Selain itu, Jokowi mengatakan, ada tiga zona hijau yang dipersiapkan untuk dibuka penuh untuk wisatawan yang berunjung ke Pulau Dewata.

Tiga wilayah tersebut adalah Ubud, Sanur, dan Nusa Dua.

“Saya lihat di Provinsi Bali ini kita ingin konsentrasi di tiga zona hijau yang telah ditetapkan, yaitu di Ubud, kemudian di Sanur, yang ketiga di Nusa Dua," kata Presiden.

Dikutip dari gianyarkab.go.id, Puri Agung Gianyar ada sejak 19 April 1771. Puri tersebut dibangun oleh Raja Ida Anak Agung Gianyar I, Ida Dewata Manggis Sakti.

Saat itu Gianyar dipilih menjadi nama sebuah keraton.

Di wilayah Gianyar ditemukan artefak, relief yang menggambarkan kehidupan candi-candi atau goa-goa di tebung sungai (tukad) Pakerisan yang diperkirakan ada sejak 2.000 tahun yang lalu.

Sejak berdirinya Puri Agung Gianyar 19 April 1771, Ubud menjadi ibu kota pusat pemerintah dan menjadi kerajaan yang berdaulat. Kerajaan tersebut ikut mengisi lembaran sejarah kerajaan-kerajaan di Bali.

Saat itu ada sembilan kerajaan di Bali, yakni Klungkung, Karangasem, Buleleng, Mengwi, Bangli, Payangan, Badung, Tabanan, dan Gianyar.

Di bawah kepemimpinan Tjokorde Gede Raka Sukawati, Ubud kemudian dikenal sebagai sub-kabupaten dan kemudian pada tahun 1981 menjadi sebuah kecamatan yang mengambil alih administrasi 13 lingkungan dan 7 desa tradisional.
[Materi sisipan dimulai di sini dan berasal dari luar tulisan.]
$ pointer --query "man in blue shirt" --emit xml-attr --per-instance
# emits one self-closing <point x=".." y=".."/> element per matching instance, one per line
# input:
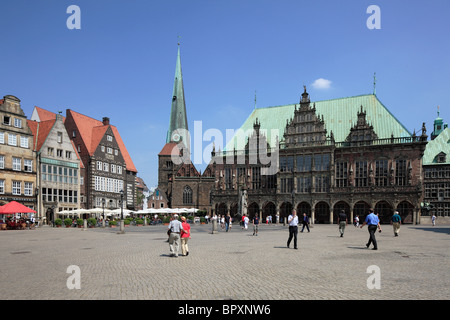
<point x="396" y="220"/>
<point x="373" y="222"/>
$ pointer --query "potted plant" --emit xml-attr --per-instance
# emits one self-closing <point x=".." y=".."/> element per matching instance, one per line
<point x="113" y="223"/>
<point x="92" y="222"/>
<point x="67" y="222"/>
<point x="166" y="220"/>
<point x="58" y="222"/>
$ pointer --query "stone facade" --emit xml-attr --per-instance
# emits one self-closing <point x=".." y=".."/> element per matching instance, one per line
<point x="17" y="159"/>
<point x="320" y="177"/>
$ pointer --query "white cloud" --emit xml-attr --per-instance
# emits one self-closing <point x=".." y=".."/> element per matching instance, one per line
<point x="321" y="83"/>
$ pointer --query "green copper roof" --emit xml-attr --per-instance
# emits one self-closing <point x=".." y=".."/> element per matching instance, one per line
<point x="339" y="115"/>
<point x="434" y="147"/>
<point x="178" y="116"/>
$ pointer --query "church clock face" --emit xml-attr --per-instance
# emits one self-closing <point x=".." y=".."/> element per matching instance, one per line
<point x="176" y="137"/>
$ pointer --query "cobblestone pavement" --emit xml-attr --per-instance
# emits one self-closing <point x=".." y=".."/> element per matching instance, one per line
<point x="226" y="265"/>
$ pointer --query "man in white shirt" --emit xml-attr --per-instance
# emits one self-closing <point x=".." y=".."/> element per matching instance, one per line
<point x="175" y="228"/>
<point x="293" y="228"/>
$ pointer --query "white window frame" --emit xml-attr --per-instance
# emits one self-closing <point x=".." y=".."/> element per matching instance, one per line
<point x="16" y="188"/>
<point x="27" y="165"/>
<point x="28" y="188"/>
<point x="24" y="142"/>
<point x="17" y="123"/>
<point x="12" y="139"/>
<point x="17" y="164"/>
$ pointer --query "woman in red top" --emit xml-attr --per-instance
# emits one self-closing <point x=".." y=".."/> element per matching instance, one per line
<point x="185" y="236"/>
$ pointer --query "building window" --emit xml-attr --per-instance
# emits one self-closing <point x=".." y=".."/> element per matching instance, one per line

Kabupaten Ubud saat ini mencakup semua wilayah dalam batas-batas Tegallalang, Peliatan, Mas, dan Kedewatan.

Tjokorde Gede Raka Sukawati mahir berbahasa Inggris dan Belanda. Sementara kakak laki-lakinya mengambil inisiatif untuk menyambut komposer artis terkenal Walter Spies ke Ubud untuk tinggal dan bekerja.

Tak lama kemudian Ubud menjadi tujuan para seniman. Sebut saja Rudolf Bonnet dan Willem Hofker yang tiba untuk menghadirkan seni lukis modern.

Ketika kabar tentang Ubud dan keindahannya yang memesona menyebar, desa kemudian menjadi tuan rumah bagi lingkaran wajah-wajah terkenal, seperti Noël Coward, Charlie Chaplin, HG Wells, dan antropolog terkenal Margaret Mead.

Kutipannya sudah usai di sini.